Chapitre XXVI

L'année 1766 n'en finissait plus d'être fatale à des innocents. Au mois de juillet, ce fut un certain chevalier de la Barre qu'on immola à Abbeville chez ces affreux Picards dont le goût du massacre les rendrait plaisants aux fanatiques du Midi. La raison ? Les dévots de ce pays le soupçonnaient d'avoir profané un soir une statue du Christ sur le pont d'Abbeville. Bien qu'il eût un alibi, la justice locale prêta la main à l'accusation et les magistrats firent arrêter puis torturer le pauvre chevalier. On s'en félicita car il avoua un petit passé de libertin et de libre-penseur. Je dis « petit » puisqu'à vingt et un ans il est rare de s'être fait une carrière en ce domaine. M. de la Barre se retrouva condamné à la peine de mort. Vous lisez bien : en 1766, non pas aux temps de l'Inquisition, un jeune gentilhomme fut traîné au supplice pour ce seul motif. Quinze ans après, j'en suis encore révolté.

Vous comprendrez qu'en ce contexte j'étais mal vu de la soutane. Car l'influence de ces fâcheux de bénitiers commença d'incommoder l'air jusqu'à Paris. M. de Choiseul, qui n'était pourtant pas de cette coterie, laissa faire pour de sombres raisons. Je crois qu'il pensait peut-être se ménager ainsi des alliances dans les parlements et chez les dévots. À ce propos, j'avais un client qui faisait parfois la messe mais il ne relevait pas de ceux dont on peut se recommander auprès des âmes pieuses. M. de F* était un de ces jeunes et beaux abbés à qui la gent féminine se plaît à confesser ses péchés dans l'intimité d'une alcôve. Fils cadet d'une riche famille du Limousin, il servait Dieu dans une petite paroisse près de Versailles dont les fidèles ne se doutaient pas de ses manquements aux règles de son ordre. De toute façon, ils ne le voyaient guère plus que trois fois par an, à Noël, à Pâques et au Quinze Août. Cela lui laissait du temps pour courir les bordels de Paris. Un jour, il vint chez moi, amené par un puissant courtisan que je ne nommerai pas puisqu'il occupe aujourd'hui une des plus belles charges du royaume. À cette époque, il soupirait encore auprès du roi pour obtenir ce qu'il a eu depuis.

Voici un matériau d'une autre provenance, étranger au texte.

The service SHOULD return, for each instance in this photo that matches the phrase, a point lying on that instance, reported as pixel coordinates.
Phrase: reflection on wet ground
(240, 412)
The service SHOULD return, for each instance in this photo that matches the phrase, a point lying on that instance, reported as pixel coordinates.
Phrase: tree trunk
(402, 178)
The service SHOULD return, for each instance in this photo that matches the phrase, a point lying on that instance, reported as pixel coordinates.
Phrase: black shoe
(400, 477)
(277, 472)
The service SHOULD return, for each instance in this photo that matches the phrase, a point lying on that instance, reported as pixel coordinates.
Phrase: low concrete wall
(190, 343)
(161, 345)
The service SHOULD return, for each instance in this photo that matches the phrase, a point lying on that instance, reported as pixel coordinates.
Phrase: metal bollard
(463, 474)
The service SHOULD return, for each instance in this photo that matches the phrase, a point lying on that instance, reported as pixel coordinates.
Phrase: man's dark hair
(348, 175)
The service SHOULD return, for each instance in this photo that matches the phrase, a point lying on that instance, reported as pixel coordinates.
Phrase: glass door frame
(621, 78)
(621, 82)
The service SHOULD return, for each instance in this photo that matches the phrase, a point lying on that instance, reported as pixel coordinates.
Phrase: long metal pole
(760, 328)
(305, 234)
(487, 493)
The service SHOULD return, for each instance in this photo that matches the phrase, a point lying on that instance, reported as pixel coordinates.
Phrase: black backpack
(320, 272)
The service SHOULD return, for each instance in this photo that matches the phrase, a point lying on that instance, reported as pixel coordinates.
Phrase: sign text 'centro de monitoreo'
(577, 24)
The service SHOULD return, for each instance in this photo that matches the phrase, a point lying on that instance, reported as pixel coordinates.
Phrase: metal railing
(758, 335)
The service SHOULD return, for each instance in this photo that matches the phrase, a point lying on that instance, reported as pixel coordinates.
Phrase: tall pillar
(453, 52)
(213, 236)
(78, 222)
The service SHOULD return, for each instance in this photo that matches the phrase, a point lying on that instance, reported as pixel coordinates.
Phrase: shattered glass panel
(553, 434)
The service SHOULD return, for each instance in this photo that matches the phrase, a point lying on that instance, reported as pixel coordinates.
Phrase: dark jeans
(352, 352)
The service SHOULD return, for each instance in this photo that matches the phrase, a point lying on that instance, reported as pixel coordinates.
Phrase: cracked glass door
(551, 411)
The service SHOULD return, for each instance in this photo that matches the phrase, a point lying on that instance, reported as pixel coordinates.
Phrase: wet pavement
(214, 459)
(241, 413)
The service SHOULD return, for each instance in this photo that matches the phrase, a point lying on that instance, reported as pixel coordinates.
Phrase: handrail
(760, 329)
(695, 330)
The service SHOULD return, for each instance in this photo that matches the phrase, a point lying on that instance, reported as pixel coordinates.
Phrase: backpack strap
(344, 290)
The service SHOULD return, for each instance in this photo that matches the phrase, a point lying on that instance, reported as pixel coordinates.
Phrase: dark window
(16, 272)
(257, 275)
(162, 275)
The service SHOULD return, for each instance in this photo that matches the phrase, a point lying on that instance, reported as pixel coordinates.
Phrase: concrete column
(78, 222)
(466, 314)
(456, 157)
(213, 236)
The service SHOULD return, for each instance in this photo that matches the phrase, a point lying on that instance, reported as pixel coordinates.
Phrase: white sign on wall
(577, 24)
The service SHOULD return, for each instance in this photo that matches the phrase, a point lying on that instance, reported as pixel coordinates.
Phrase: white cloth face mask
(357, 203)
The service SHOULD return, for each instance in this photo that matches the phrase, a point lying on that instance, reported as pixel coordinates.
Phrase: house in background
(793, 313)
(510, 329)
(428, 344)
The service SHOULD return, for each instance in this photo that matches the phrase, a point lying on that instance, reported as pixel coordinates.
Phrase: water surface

L'abbé de F* le distrayait par son caractère enjoué, en même temps qu'en le promenant partout, il laissait penser aux candides qu'il se trouvait dans les meilleurs termes avec la religion. La chose était habile car en fait, M. de F* l'accompagnait dans toutes ses débauches. Bref, ce plaisant curé apprécia ma maison, récita son catéchisme avec une de mes filles et se mit à payer régulièrement la dîme pour la revoir. Mais je vous l'ai dit, la mode était à la persécution. M. de Sartine avait donné des ordres : dans tout Paris, on traquait les libertines génuflexions des ecclésiastiques. Ce délit, puisque c'en était un, occupait près de dix inspecteurs qui opéraient le plus souvent grâce à la délation.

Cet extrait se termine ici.